A Theory of Justice by John Rawls

Kathy asked:

Hi! I took a philosophy course years ago. One that we studied talked about looking at ethics from an interesting standpoint and I would like to study it further but I cannot remember the name of the philosopher. The standpoint was this: imagine you and a group of people are creating the world. This committee must make up all of the rules, but none of the committee members will know his/her standing in the community. Do you know the philosopher and/or branch of study this idea is in.

Answer by Tony Fahey

Hi Kathy, the person your question refers to is, I’m pretty certain, the American moral and political Philosopher John Rawls. In his book A Theory of Justice (1971), Rawls sets out to discover the principles which any society must embrace if it is to be just.

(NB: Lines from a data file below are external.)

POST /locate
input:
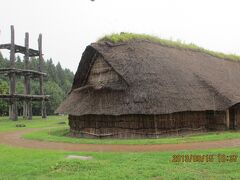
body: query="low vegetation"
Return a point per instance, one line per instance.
(62, 135)
(22, 163)
(123, 37)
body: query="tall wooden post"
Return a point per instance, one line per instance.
(27, 108)
(12, 79)
(40, 68)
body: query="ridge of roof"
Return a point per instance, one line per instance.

In so doing he hoped to present an alternative to utilitarianism, which he regarded as the dominant moral philosophy, and to revive the social contract tradition in political theory.

However, before giving a synopsis of Rawls’ social theory let me give you some brief insight into the type of person Rawls was (he died in 2002). Like many people, philosophers included, the Second World War had a profound and life-changing effect on Rawls. A somewhat humble man, when, in 1990, he was asked by photographer Stephen Pyke to summarise his idea of what philosophy meant to him he answered:

"From the beginning of my study in philosophy in my late teens I have been concerned with moral questions and the religious and philosophical basis on which they might be answered. Three years spent in the US army in World War Two led me to be concerned with political questions. Around 1950 I started a book on justice, which I eventually completed."

The name of the book to which Rawls alludes is, of course, his A Theory of Justice. Rawls’ conception of justice as fairness, and his vision of a legitimate society as an overlapping consensus of peoples with different conceptions of good within a framework of basic rights and liberties, exerted a powerful effect on liberal and social democratic politicians in the 1980s and ’90s. This culminated in Rawls being awarded the Medal of Freedom by President Clinton in 1999.

As mentioned above, in his A Theory of Justice, Rawls is concerned with discovering the principles which any society must have to be just. What sets Rawls theory apart from other such theories is his concept of ‘a veil of ignorance’. Rawls begins by inviting us to imagine not only a hypothetical ‘original position’, but one in which we are all ignorant of our own particular abilities or prospects, both financially and structurally. That is, ignorant of the status we would have, in a future society. Rawls calls this state of unknowing ‘the veil of ignorance’. In such a state, ignorant of our own potential, dispositions and talents, we are all equal: each at the same starting point.

From such a position we will each be anxious to ensure that each member of society is guaranteed a level of protection, financially, socially, and physically, below which we cannot fall. From such a position, argues Rawls, we are more likely to establish principles of justice which guarantee equal liberties and equal access to the conditions of well-being.

For Rawls then, a just society is one which embraces two fundamental principles of ‘justice as fairness’: The First Principle: Each person is to have an equal right to the most extensive total system of equal liberties compatible with a similar system of liberty for all. The Second Principle: Social and economic inequalities are to be arranged so that they are both: (i) to be of greatest benefit of the least advantaged, consistent with the just savings principle; and (ii) attached to offices and positions open to all under fair equality of opportunity.

The reference to the ‘just savings principle’, refers to the fact that, in addition to the liberty principle and the equality of opportunity, Rawls argues that the welfare of future generations is also an important consideration: what a society saves, and what burdens it thereby imposes, are also matters of justice.